Le locataire doit respecter la durée du bail signé, s’il résilie le contrat prématurément, il devra s’acquitter des loyers restants jusqu’au terme du contrat. Le locataire ne peut renouveler le contrat de bail dérogatoire et ne peut bénéficier de l’indemnité d’éviction. Ces conditions ne s’appliquent pas aux locations saisonnières puisque celles-ci durent entre trois et six mois et prennent automatiquement fin.

Cession du bail commercial

Bien que le locataire ne puisse résilier son contrat avant le terme de trois ans, il peut néanmoins céder son bail à une autre personne soit en effectuant une cession de bail, soit par une cession du fonds de commerce. La cession doit cependant respecter certaines règles telles que l’information de la cession au propriétaire et un état des lieux établi au préalable.

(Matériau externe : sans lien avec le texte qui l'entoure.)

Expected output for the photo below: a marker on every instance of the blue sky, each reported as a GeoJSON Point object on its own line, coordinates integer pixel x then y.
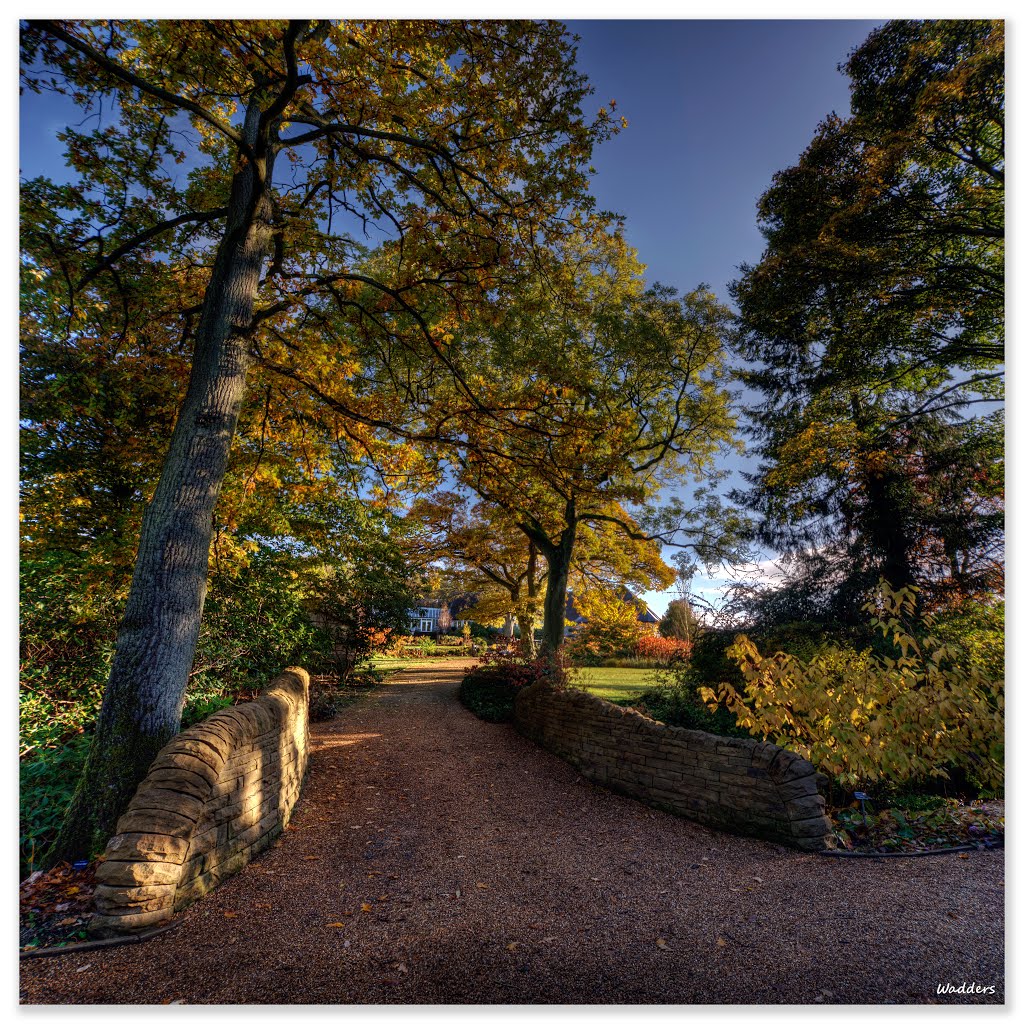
{"type": "Point", "coordinates": [714, 110]}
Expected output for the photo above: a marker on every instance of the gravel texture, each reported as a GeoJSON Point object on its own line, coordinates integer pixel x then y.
{"type": "Point", "coordinates": [435, 858]}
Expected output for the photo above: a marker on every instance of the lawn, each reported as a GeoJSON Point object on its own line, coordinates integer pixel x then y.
{"type": "Point", "coordinates": [615, 684]}
{"type": "Point", "coordinates": [394, 664]}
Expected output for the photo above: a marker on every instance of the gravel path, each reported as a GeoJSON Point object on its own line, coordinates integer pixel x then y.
{"type": "Point", "coordinates": [467, 865]}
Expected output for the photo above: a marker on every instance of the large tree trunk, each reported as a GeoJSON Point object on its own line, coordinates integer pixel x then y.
{"type": "Point", "coordinates": [558, 555]}
{"type": "Point", "coordinates": [144, 694]}
{"type": "Point", "coordinates": [526, 607]}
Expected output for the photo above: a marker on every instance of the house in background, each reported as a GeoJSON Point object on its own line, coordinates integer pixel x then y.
{"type": "Point", "coordinates": [427, 617]}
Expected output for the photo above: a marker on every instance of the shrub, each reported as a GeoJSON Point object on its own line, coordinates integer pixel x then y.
{"type": "Point", "coordinates": [864, 716]}
{"type": "Point", "coordinates": [47, 781]}
{"type": "Point", "coordinates": [610, 629]}
{"type": "Point", "coordinates": [488, 694]}
{"type": "Point", "coordinates": [663, 649]}
{"type": "Point", "coordinates": [676, 700]}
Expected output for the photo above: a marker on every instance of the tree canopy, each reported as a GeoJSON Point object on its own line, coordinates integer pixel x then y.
{"type": "Point", "coordinates": [873, 321]}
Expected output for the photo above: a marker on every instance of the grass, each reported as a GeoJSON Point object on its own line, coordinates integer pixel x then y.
{"type": "Point", "coordinates": [394, 664]}
{"type": "Point", "coordinates": [619, 685]}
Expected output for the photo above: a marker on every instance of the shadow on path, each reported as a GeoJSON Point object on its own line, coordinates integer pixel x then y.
{"type": "Point", "coordinates": [437, 858]}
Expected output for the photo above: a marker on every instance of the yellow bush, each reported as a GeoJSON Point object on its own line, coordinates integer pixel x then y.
{"type": "Point", "coordinates": [861, 717]}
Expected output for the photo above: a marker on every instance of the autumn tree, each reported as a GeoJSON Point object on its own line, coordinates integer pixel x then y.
{"type": "Point", "coordinates": [482, 546]}
{"type": "Point", "coordinates": [873, 321]}
{"type": "Point", "coordinates": [610, 388]}
{"type": "Point", "coordinates": [461, 142]}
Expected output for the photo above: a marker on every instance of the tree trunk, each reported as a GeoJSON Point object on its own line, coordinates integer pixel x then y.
{"type": "Point", "coordinates": [558, 556]}
{"type": "Point", "coordinates": [144, 694]}
{"type": "Point", "coordinates": [526, 608]}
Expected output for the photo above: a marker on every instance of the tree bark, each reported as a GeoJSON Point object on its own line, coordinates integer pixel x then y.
{"type": "Point", "coordinates": [156, 647]}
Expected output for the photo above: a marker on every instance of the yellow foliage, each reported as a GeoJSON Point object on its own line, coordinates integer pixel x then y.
{"type": "Point", "coordinates": [861, 717]}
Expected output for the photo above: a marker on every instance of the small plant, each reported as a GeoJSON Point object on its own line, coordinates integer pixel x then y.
{"type": "Point", "coordinates": [866, 716]}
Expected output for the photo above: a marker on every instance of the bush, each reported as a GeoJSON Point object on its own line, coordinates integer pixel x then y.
{"type": "Point", "coordinates": [47, 782]}
{"type": "Point", "coordinates": [860, 716]}
{"type": "Point", "coordinates": [676, 700]}
{"type": "Point", "coordinates": [663, 649]}
{"type": "Point", "coordinates": [488, 694]}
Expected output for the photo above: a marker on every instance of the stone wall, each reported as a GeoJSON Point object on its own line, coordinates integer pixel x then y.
{"type": "Point", "coordinates": [215, 796]}
{"type": "Point", "coordinates": [739, 785]}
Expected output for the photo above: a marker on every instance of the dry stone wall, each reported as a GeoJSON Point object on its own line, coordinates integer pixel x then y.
{"type": "Point", "coordinates": [739, 785]}
{"type": "Point", "coordinates": [216, 795]}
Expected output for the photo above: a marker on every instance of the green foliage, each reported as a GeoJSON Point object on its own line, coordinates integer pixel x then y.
{"type": "Point", "coordinates": [610, 627]}
{"type": "Point", "coordinates": [255, 624]}
{"type": "Point", "coordinates": [488, 694]}
{"type": "Point", "coordinates": [873, 326]}
{"type": "Point", "coordinates": [47, 780]}
{"type": "Point", "coordinates": [862, 716]}
{"type": "Point", "coordinates": [676, 700]}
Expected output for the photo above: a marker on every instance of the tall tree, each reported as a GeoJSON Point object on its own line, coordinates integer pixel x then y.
{"type": "Point", "coordinates": [460, 141]}
{"type": "Point", "coordinates": [483, 546]}
{"type": "Point", "coordinates": [616, 388]}
{"type": "Point", "coordinates": [875, 316]}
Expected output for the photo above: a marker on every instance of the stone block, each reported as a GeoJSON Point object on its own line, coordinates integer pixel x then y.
{"type": "Point", "coordinates": [113, 925]}
{"type": "Point", "coordinates": [134, 873]}
{"type": "Point", "coordinates": [188, 782]}
{"type": "Point", "coordinates": [112, 899]}
{"type": "Point", "coordinates": [186, 762]}
{"type": "Point", "coordinates": [147, 846]}
{"type": "Point", "coordinates": [163, 822]}
{"type": "Point", "coordinates": [197, 748]}
{"type": "Point", "coordinates": [152, 797]}
{"type": "Point", "coordinates": [120, 896]}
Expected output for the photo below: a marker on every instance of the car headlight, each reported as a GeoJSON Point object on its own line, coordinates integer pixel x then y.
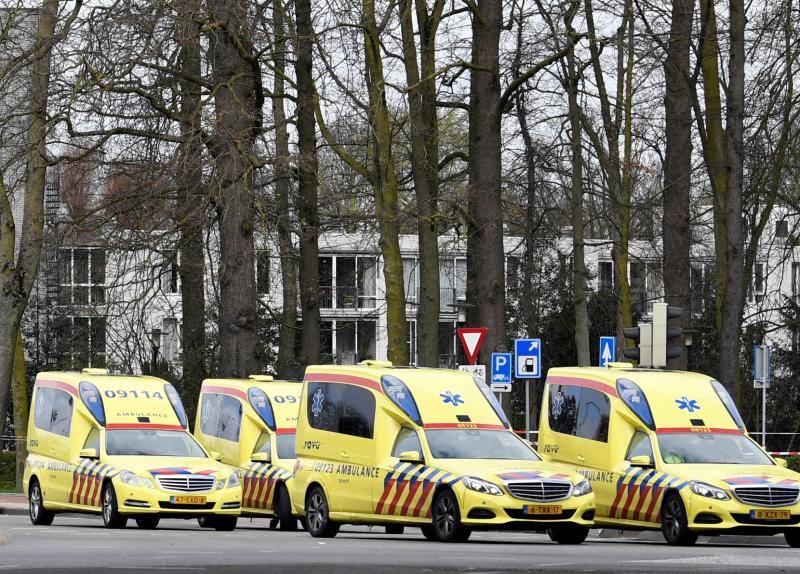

La cession du bail va entraîner l’intervention de trois participants: le locataire cédant, le bailleur et le locataire cessionnaire. Les trois parties prenantes doivent avoir de bonnes relations pour conclure la cession rapidement. Il ne faut pas que le contrat de bail mentionne une clause d’interdiction de cession du bail commercial.

De plus, il faut que les activités du cédant et du repreneur se ressemblent. En effet, un bail professionnel et un bail commercial sont différents à bien des égards et répondent à des conditions distinctes. La procédure à suivre pour la cession du bail est fonction des clauses contenues dans le contrat à ce sujet.